Maicon

Personal information
- Full name: Maicon da Silva Moreira
- Date of birth: 10 March 1993 (age 32)
- Place of birth: Cachoeira do Sul, Brazil
- Height: 1.84 m (6 ft 0 in)
- Position(s): Right midfielder, Right back

Youth career
- Cachoeira
- Juventude
- 0000–2011: Grêmio
- 2011–2012: Reggina

Senior career*
- Years: Team / Apps / (Gls)
- 2012–2014: Reggina / 36 / (2)
- 2013: → Pontedera (loan) / 2 / (0)
- 2014–2019: Livorno / 26 / (2)
- 2016: → Sport Recife (loan) / 13 / (0)
- 2017: → Boavista (loan) / 13 / (2)
- 2019: NK Istra 1961 / 9 / (0)
- 2020: FC Tulsa / 1 / (0)

International career^{‡}
- 2014: Brazil U23 / 1 / (0)

= Maicon (footballer, born 1993) =

Brazilian footballer

Maicon da Silva Moreira, simply known as Maicon (born 10 March 1993), is a Brazilian footballer who last played as a right midfielder or right defender for FC Tulsa in the USL Championship.

==Club career==
Born in Cachoeira do Sul, Rio Grande do Sul. Maicon first played for clubs in the state.

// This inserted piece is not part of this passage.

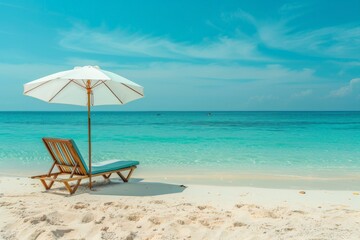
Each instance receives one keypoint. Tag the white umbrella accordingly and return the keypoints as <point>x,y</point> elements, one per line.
<point>85,86</point>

In 2011, he moved to Italy and joined Reggina Calcio's youth setup. He made his professional debut on 6 May 2012, in a 1–3 loss at Sampdoria, and after a brief loan period with Pontedera, he established himself in the club's starting XI.

Maicon joined American USL Championship club FC Tulsa in January 2020. In August 2020 FC Tulsa announced they mutually terminated his contract after just 7 months with the club.